You can't judge a book by it's cover, so to speak. The superficial observation of ritual does not mean it serves no purpose. The meaning of things change over time, as these things are interpreted and understood by different cultures that come from different backgrounds with different ways of representing and interpreting information about the world. Math does not always represent what it says it represents. Neither do dancing statues. There are certainly TONS of things people rely on, things they assume about how existence functions, that we can't even begin to touch the tip of, because we are blinded by the complexity of our own minds.

I found regular running increases not only health but quality of my life as well. The article states that in an overt way efficency of walking compared to youth - you won't get tired when you get there. Honestly day without running for me - not to say wasted but lost in some way as my attention is dulled, body feels less alive.
You may get hooked on endocannabinoids, if you run intensively for prolonged time (>1hr).

Running can and will mess with your endocrine system.

Agree. Jim Fixx's example is particularly bad. Mr. Fixx did have a genetic condition affecting his heart, he was a heavy smoker and he was severely overweight before starting his running revolution.
I think crediting Fixx with the running revolution is a mistake. Instead, look to Frank Shorter winning a gold, on TV, in the '72 Olympic Marathon.
>but perhaps it can remind us that nothing we do can guarantee a long and healthy life.

Except advances in biotech...or at least I'm drastically hoping so.

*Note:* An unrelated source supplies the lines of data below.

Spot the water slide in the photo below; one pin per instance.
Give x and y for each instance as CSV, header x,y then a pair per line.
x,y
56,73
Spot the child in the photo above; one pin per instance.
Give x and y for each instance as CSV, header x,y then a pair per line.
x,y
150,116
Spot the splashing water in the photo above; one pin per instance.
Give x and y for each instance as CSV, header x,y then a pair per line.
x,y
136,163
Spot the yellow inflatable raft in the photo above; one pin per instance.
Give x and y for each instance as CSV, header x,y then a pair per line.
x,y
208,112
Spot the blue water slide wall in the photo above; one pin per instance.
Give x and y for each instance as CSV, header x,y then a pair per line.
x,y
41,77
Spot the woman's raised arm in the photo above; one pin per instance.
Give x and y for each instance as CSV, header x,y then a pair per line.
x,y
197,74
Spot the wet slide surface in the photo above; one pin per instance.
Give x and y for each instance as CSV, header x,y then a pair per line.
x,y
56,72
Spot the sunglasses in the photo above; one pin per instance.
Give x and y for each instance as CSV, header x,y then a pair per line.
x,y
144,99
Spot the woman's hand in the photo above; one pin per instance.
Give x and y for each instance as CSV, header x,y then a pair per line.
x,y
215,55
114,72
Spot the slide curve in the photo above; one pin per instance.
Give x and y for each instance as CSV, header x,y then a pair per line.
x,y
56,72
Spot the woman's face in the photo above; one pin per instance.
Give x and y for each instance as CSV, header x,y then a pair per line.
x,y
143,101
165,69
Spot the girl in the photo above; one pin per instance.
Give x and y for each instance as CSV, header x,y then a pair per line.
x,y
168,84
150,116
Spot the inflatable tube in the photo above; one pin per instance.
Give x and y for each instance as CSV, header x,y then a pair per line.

>How much of the received wisdom about healthy lifestyles that you were taught has been shown to be completely wrong?

Virtually none of it.

>I don't doubt that in 3 years there will be another New York times article, demonstrating why running is actually terrible for you, and you should never do it no matter what age you are.

I do doubt that. I doubt it very much.

>Is eating an organic strawberry in the hopes of living longer really any different than performing a ritualistic dance in the hopes of bringing rain?

That seems like really desperately grasping at ways to dismiss things you don't like. Exercise is good, even if you don't want it to be.

>> Virtually none of it.

What? Milk? Multi-vitamins? Stretching? This stuff is discussed heavily; I do not know enough about these things to weigh in on validity, but if nothing else, these discussions might be very symptomatic.

8 glasses of water a day
And a whiskey shot ;)
The received wisdom you get from your doctor is mostly pretty good. The received wisdom you get from the TV news is mostly useless.
No. Doctors do not follow the field.

Most doctors I know still advise not eating after 6pm, while it has been shown to be either worthless or even plain ineffective.

>Most doctors I know still advise not eating after 6pm

That sounds pretty sketchy. Do you mean "for people with acid reflux"? Because that's perfectly valid. I've never even heard of a doctor recommending that in general.

Media misrepresentation of science does not invalidate science. What about milk, or vitamins or stretching?